The service package depends on the following layers and types:

- `repository.BookRepository` — used for creating, locating, listing, and searching books
- `repository.MemberRepository` — used for creating and locating members
- `model.Book` — the catalog entity whose availability is mutated during borrowing
- `model.Member` — the registered user entity used for loan assignment
- `model.Loan` — the loan record stored by `LoanService`

From the evidence, these services are designed to be called from the `ui` layer. The indexed package dependency data shows `ui` as a consumer, which suggests the UI should talk to services rather than directly to repositories.

## Notes for Developers

- **ID format is generated locally.** Book IDs start with `B`, member IDs with `M`, and loan IDs with `L`. If you extend the system, keep those prefixes consistent unless you update downstream expectations.
- **Loan storage is in memory.** `LoanService` does not persist loans through a repository, so restarting the app resets active loan state.
- **Availability is stateful on the `Book` object.** Borrowing mutates the `Book` instance returned from the repository.
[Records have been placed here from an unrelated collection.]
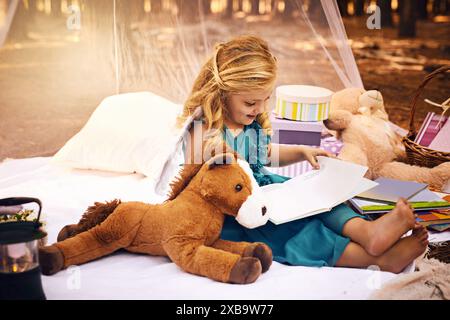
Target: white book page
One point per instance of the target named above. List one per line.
(315, 192)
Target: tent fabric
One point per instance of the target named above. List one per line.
(163, 51)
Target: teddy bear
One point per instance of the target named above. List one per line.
(359, 119)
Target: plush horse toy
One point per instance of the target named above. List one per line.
(186, 227)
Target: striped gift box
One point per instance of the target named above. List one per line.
(303, 103)
(330, 144)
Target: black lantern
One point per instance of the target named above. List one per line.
(20, 274)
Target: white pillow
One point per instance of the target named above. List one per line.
(133, 132)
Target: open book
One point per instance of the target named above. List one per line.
(316, 191)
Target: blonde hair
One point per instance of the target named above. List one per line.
(243, 64)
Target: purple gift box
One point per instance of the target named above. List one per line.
(296, 132)
(330, 144)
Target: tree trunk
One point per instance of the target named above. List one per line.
(407, 25)
(359, 7)
(386, 13)
(289, 7)
(343, 9)
(56, 8)
(206, 6)
(19, 27)
(422, 10)
(229, 10)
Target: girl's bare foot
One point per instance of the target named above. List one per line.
(385, 231)
(405, 251)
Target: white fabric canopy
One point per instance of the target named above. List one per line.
(163, 51)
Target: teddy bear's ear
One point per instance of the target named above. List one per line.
(220, 159)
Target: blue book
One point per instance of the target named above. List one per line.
(391, 190)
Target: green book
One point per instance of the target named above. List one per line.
(424, 200)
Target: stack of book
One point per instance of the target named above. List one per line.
(432, 209)
(434, 132)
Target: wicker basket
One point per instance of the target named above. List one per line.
(417, 154)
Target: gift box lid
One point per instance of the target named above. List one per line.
(292, 125)
(304, 94)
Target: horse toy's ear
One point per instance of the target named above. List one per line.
(220, 159)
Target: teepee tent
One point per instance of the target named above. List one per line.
(60, 58)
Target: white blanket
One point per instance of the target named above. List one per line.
(66, 194)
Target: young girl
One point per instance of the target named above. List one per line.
(233, 88)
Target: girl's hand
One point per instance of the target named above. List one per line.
(310, 154)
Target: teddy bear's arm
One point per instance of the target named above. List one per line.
(194, 257)
(338, 120)
(246, 249)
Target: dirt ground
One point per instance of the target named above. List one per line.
(38, 114)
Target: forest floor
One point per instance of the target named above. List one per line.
(45, 101)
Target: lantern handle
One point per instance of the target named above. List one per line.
(8, 202)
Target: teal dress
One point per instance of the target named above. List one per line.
(315, 241)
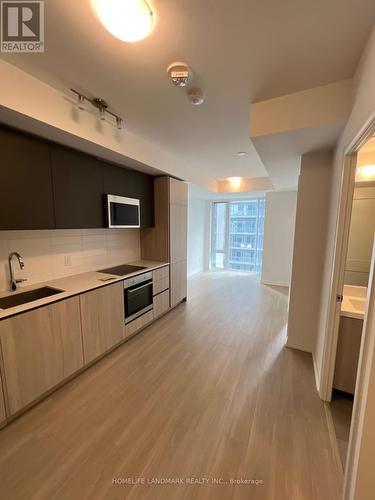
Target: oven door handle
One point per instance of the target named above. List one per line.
(139, 288)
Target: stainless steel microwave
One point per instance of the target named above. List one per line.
(123, 212)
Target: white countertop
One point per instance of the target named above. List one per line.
(74, 285)
(354, 303)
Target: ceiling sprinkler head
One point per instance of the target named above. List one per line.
(180, 74)
(195, 96)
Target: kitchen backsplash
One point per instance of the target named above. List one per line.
(54, 254)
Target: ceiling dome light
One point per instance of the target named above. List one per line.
(365, 173)
(128, 20)
(235, 182)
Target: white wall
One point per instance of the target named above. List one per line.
(198, 231)
(54, 254)
(363, 111)
(310, 239)
(279, 226)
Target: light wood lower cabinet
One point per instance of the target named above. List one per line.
(161, 303)
(2, 403)
(138, 323)
(102, 315)
(347, 356)
(40, 348)
(160, 280)
(178, 282)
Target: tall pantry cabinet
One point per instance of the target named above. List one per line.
(167, 241)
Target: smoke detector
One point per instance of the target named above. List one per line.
(180, 74)
(195, 96)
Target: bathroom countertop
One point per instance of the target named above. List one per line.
(74, 285)
(354, 303)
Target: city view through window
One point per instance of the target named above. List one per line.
(237, 235)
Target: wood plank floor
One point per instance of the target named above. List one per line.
(209, 392)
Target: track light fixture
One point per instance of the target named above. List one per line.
(100, 104)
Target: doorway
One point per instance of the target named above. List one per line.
(347, 345)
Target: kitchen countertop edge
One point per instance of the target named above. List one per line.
(78, 284)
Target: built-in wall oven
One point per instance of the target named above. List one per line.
(137, 296)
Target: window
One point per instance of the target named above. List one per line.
(237, 235)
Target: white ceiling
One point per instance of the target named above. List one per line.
(241, 51)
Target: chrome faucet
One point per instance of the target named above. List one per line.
(13, 281)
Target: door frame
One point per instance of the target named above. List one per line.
(361, 413)
(347, 185)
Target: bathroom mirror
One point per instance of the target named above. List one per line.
(362, 229)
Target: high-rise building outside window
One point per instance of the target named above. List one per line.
(237, 235)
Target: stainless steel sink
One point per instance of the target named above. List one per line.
(25, 297)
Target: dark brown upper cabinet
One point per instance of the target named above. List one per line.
(44, 185)
(26, 200)
(132, 184)
(77, 188)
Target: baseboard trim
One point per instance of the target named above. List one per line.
(274, 283)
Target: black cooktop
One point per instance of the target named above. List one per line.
(122, 270)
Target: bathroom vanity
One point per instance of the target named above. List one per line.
(350, 336)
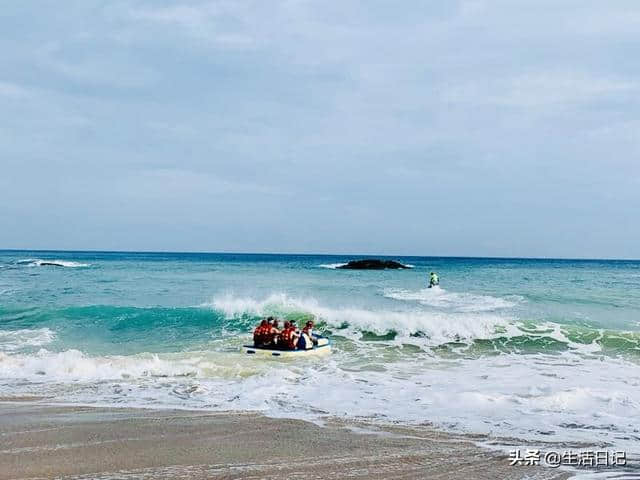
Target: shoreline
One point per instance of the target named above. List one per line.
(44, 441)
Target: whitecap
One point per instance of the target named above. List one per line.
(13, 340)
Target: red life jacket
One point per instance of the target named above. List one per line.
(260, 334)
(286, 337)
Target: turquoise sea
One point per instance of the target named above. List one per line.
(536, 350)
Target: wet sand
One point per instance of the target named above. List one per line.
(39, 441)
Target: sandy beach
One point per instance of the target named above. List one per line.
(40, 441)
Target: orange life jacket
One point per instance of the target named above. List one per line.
(287, 339)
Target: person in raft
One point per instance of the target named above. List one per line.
(288, 339)
(260, 333)
(274, 333)
(307, 340)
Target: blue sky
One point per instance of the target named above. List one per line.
(495, 128)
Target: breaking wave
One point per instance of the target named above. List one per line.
(38, 262)
(14, 340)
(435, 327)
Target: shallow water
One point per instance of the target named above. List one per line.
(543, 350)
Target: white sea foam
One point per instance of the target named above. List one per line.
(13, 340)
(38, 262)
(461, 302)
(435, 327)
(534, 397)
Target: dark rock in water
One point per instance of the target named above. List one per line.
(372, 264)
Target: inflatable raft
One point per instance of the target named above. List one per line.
(322, 348)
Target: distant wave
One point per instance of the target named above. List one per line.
(38, 262)
(13, 340)
(332, 266)
(460, 302)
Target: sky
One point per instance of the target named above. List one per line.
(471, 128)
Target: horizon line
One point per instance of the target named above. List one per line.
(202, 252)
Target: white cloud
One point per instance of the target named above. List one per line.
(13, 90)
(540, 90)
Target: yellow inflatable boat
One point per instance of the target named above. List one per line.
(322, 348)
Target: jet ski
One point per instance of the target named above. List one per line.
(323, 347)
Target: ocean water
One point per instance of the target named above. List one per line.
(536, 350)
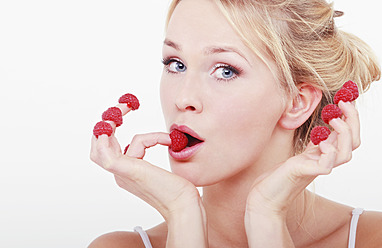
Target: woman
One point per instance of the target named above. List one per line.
(246, 81)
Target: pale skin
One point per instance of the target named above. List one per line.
(254, 189)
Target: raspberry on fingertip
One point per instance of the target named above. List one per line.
(102, 127)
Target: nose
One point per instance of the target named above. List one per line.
(189, 95)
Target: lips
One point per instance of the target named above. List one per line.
(193, 145)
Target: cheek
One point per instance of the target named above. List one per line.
(166, 98)
(248, 124)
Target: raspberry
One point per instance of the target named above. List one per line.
(113, 114)
(178, 141)
(102, 127)
(344, 95)
(131, 101)
(319, 134)
(330, 112)
(350, 85)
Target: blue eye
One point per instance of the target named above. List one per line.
(225, 72)
(174, 66)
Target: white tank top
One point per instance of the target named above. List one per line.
(352, 233)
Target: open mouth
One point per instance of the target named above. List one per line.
(192, 140)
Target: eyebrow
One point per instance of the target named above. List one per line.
(208, 50)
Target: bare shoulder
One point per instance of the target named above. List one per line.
(369, 230)
(118, 240)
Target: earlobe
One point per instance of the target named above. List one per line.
(301, 107)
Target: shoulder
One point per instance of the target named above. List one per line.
(369, 231)
(118, 240)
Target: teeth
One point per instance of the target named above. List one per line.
(192, 140)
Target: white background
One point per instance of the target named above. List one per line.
(62, 63)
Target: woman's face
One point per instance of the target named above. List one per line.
(213, 87)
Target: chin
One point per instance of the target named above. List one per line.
(198, 175)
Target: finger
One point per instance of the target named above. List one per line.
(351, 115)
(124, 108)
(344, 140)
(141, 142)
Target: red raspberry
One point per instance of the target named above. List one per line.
(330, 112)
(344, 95)
(178, 141)
(113, 114)
(131, 101)
(319, 134)
(350, 85)
(102, 127)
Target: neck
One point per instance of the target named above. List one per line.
(225, 208)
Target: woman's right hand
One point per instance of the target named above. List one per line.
(176, 199)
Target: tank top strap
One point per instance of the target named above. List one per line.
(144, 236)
(353, 226)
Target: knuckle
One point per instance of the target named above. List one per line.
(356, 144)
(137, 138)
(93, 157)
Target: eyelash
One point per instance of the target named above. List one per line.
(236, 70)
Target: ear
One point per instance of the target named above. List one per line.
(299, 108)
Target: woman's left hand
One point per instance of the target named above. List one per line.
(274, 192)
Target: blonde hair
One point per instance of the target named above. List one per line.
(301, 38)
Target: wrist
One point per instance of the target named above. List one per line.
(187, 227)
(267, 230)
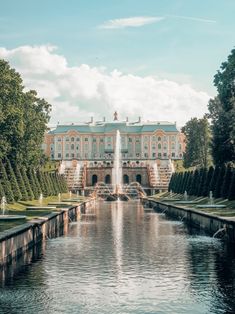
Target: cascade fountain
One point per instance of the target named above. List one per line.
(62, 168)
(156, 172)
(117, 169)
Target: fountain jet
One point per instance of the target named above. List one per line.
(117, 169)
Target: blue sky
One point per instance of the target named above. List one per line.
(186, 42)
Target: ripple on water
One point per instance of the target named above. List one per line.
(126, 261)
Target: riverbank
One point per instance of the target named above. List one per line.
(18, 240)
(212, 223)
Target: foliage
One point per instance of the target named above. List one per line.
(23, 119)
(12, 179)
(222, 113)
(21, 184)
(197, 137)
(6, 184)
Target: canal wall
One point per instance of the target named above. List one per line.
(18, 240)
(211, 224)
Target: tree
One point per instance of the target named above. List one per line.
(197, 137)
(219, 181)
(206, 183)
(214, 179)
(12, 179)
(226, 181)
(35, 190)
(202, 179)
(6, 184)
(20, 182)
(23, 119)
(231, 193)
(222, 113)
(1, 191)
(26, 184)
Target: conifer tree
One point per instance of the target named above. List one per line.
(1, 191)
(42, 183)
(214, 179)
(226, 181)
(203, 176)
(231, 193)
(20, 182)
(6, 184)
(32, 183)
(206, 183)
(12, 179)
(219, 181)
(27, 185)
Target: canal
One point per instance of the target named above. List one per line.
(124, 260)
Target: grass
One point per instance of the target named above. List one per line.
(228, 211)
(19, 208)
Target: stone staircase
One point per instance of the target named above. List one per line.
(75, 177)
(159, 176)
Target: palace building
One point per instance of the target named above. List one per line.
(147, 150)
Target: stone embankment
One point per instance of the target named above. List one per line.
(214, 225)
(18, 240)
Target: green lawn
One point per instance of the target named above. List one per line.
(228, 211)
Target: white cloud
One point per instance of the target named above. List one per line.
(136, 21)
(78, 92)
(192, 18)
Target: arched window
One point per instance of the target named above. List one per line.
(107, 179)
(126, 179)
(94, 179)
(138, 178)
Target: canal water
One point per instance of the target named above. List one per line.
(124, 260)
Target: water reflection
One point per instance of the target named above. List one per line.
(123, 260)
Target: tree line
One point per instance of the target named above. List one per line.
(23, 184)
(220, 180)
(23, 122)
(211, 140)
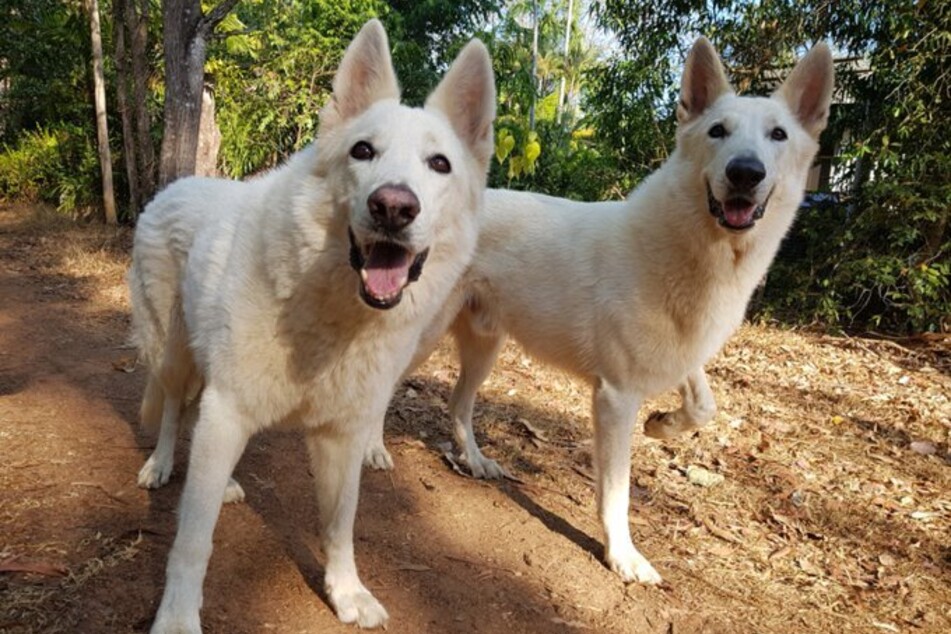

Any code that shares that object will observe the changed availability flag.
- **Error handling is message-based.** The service returns strings for both success and failure in loan operations. If you add new callers, plan for string parsing or consider introducing a richer result type later.
- **The service layer is intentionally thin.** Most operations are simple orchestration around repository calls. This makes the code easy to follow, but it also means business rules are concentrated in a few methods and should be updated carefully.